The effect of luteolin on epilepsy was as similar as apigenin disputing. In an early study, it was reported that apigenin (there by was IP injected in a 25 and 50 mg/kg dose) reduced the latency in the onset of picrotoxin-induced convulsions. This effect was attributed to the inhibitory effects of apigenin on GABA activated Cl(-) currents on cerebellar granule cells (48). Later, Campbell and co-workers demons-trated a novel second order modulatory action of apigenin on GABA recombinant human α1β2γ2L GABAA receptors. Actually, they showed that apigenin (1 μM) could enhance GABA responses to diazepam (85). In accordance to these results, it has been proposed that apigenin might also potentiate the effect of the endogenous benzodiazepine-like agents like endozepines which can be used clinically to control convulsions (85). A recent study demonstrated a protective effect for apigenin (at 25 and 50 mg/kg dose) in Kainic acid-induced seizure in male ICR in mouse model. This antiepileptic effect of apigenin is associated with the inhibition of Kainic acid-induced cytotoxicity in neurons (49).

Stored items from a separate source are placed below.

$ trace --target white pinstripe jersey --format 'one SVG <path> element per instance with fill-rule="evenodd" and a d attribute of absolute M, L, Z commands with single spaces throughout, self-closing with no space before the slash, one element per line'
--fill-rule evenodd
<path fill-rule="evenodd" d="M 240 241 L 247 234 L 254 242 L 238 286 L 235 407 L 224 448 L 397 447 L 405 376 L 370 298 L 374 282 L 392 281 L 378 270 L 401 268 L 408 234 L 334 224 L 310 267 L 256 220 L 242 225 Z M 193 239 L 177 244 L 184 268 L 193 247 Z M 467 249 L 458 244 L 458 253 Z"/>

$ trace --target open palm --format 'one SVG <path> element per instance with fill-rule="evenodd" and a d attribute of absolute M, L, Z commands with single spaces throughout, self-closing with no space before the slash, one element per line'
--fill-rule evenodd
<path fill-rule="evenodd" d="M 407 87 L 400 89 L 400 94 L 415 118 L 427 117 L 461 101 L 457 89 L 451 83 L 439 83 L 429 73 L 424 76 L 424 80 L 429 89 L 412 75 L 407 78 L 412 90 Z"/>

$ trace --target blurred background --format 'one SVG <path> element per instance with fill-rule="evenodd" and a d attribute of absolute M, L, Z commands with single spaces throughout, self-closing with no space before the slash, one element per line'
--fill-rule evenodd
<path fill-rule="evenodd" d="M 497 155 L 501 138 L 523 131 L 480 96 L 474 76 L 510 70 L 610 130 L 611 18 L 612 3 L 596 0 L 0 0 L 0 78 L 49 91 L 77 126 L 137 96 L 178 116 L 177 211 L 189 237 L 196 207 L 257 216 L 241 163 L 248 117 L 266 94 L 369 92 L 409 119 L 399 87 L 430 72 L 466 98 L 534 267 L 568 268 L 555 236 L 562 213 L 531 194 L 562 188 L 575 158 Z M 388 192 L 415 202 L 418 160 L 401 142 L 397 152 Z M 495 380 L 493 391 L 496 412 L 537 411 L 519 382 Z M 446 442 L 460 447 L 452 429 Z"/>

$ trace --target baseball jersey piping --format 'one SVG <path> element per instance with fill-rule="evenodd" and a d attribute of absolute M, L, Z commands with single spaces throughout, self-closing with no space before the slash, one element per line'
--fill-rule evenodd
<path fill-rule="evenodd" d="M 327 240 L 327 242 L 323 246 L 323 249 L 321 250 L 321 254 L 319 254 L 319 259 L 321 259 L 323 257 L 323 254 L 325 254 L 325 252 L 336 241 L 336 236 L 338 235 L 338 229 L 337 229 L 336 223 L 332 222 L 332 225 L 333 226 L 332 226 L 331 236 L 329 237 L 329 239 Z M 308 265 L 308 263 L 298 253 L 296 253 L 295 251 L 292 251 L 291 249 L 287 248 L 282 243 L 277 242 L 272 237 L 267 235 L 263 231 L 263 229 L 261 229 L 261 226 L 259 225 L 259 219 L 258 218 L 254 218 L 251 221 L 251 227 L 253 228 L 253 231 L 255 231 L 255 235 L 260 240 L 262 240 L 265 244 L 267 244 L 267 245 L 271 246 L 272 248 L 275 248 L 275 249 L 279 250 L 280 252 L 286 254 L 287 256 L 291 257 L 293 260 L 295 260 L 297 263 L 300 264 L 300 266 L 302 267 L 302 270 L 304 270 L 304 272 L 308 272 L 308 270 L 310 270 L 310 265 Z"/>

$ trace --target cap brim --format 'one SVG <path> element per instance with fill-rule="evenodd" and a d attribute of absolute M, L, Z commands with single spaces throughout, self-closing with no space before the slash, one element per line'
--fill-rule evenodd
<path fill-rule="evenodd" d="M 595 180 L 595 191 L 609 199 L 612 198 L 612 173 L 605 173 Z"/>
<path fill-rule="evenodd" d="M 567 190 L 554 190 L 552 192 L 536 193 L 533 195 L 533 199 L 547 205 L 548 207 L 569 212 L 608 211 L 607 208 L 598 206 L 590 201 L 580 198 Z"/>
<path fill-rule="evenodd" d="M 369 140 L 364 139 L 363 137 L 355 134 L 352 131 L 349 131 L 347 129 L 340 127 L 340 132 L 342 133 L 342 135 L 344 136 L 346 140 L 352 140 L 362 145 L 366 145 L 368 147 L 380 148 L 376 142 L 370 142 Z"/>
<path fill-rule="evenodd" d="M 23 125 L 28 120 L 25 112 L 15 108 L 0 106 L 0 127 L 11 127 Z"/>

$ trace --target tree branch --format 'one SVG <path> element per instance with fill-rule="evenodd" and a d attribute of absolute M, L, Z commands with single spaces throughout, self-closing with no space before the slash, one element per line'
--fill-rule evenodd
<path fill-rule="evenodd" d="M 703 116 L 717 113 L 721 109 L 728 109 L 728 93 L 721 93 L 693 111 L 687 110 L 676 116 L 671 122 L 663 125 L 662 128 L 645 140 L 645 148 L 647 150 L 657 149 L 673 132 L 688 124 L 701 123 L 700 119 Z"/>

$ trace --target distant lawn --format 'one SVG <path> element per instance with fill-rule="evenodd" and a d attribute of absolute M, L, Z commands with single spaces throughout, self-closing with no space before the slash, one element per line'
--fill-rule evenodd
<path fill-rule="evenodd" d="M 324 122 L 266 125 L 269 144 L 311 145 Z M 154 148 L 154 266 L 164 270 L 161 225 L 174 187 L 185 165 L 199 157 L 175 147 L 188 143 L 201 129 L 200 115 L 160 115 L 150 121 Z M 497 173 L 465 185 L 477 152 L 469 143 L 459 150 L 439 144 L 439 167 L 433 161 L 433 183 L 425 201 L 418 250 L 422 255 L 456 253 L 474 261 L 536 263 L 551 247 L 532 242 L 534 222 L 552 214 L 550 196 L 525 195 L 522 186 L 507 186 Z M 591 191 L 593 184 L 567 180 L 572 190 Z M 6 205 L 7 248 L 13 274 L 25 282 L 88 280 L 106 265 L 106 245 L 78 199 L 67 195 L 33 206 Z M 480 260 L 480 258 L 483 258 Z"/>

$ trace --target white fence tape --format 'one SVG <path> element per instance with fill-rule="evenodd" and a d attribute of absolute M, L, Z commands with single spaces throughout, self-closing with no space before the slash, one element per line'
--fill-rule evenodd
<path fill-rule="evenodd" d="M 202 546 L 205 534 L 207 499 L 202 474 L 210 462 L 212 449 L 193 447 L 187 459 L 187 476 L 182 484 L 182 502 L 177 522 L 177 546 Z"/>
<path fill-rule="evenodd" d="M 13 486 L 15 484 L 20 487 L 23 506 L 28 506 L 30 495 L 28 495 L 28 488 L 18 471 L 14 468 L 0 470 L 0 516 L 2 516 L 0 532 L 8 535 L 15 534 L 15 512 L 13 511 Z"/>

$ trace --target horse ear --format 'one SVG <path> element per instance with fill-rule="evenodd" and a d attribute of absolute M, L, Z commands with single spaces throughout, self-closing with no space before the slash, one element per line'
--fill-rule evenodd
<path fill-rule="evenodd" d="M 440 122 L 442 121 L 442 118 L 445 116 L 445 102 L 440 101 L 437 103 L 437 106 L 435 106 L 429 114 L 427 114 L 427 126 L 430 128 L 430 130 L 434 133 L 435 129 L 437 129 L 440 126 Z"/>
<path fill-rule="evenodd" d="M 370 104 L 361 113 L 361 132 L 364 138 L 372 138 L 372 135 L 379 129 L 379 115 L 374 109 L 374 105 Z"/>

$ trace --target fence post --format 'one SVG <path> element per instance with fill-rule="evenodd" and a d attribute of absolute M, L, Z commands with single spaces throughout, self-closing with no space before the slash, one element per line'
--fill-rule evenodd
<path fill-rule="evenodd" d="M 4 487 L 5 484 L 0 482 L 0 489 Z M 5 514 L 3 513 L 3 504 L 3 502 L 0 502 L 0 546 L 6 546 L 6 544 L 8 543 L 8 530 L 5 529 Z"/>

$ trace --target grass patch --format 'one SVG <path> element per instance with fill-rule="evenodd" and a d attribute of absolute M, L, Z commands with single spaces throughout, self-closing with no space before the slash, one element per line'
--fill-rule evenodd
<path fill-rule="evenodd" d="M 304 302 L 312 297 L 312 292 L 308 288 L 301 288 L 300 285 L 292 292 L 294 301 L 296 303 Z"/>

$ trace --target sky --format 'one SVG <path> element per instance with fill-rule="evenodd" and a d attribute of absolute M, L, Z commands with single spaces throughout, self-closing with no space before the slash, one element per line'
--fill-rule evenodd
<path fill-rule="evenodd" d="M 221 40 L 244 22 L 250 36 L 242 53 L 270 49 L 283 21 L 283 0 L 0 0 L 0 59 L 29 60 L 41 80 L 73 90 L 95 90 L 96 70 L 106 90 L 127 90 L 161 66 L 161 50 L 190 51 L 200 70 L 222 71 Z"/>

Juan Song et al. showed the anti-epileptic effects of kaempferol (8 and 30 μM) in a genetic model of epilepsy in Drosophila (51). The anti-epileptic activity of kaempferol may be due to its effects on inhibition of DNA topoisomerase I enzyme. This could be especially beneficial for brain tumor patients who are suffering from epilepsy. Nugroho et al. showed the anticonvul-sant effects of kaempferol (per os (p.o) injection at 100 and 200 mg/kg dose) in extract of Aster glehni on pentylenetetrazole-induced seizure in ICR mouse model (52).

Conclusion

There is an extensive body of evidences on beneficial effects of Achillea and its main flavonoids on nervous system related disorders within the database. However, almost all of performed studies have focused on in vitro and animal preparations. Also, almost all of these in vivo and in vitro reports showed beneficial preventive or therapeutic properties of Achillea and/or its flavonoids on epilepsy, Alzheimer’ diseases, multiple sclerosis, Parkinson’ diseases and stroke (Figure 3). Considering little side effects of Achillea and its derivative flavonoids (86) on main brain functions (87, 88), as well as their availability for supplemental use, one can suggest to use them in neurodegenerative disorders.

Figure 3

Schematic description for protective mechanisms of Achillea millefolium L. in ameliorating neurodegenerative diseases

As tried our best, we could not find any further clinical trial study about the effects of Achillea and/or its three flavonoids in nervous system related disorders. Future studies are required to address a possible preventative/therapeutic role for Achillea and/or its flavonoids on neurodegenerative diseases with focusing on human subjects.

Conflict of interest

The authors have declared that no conflict of interest exists.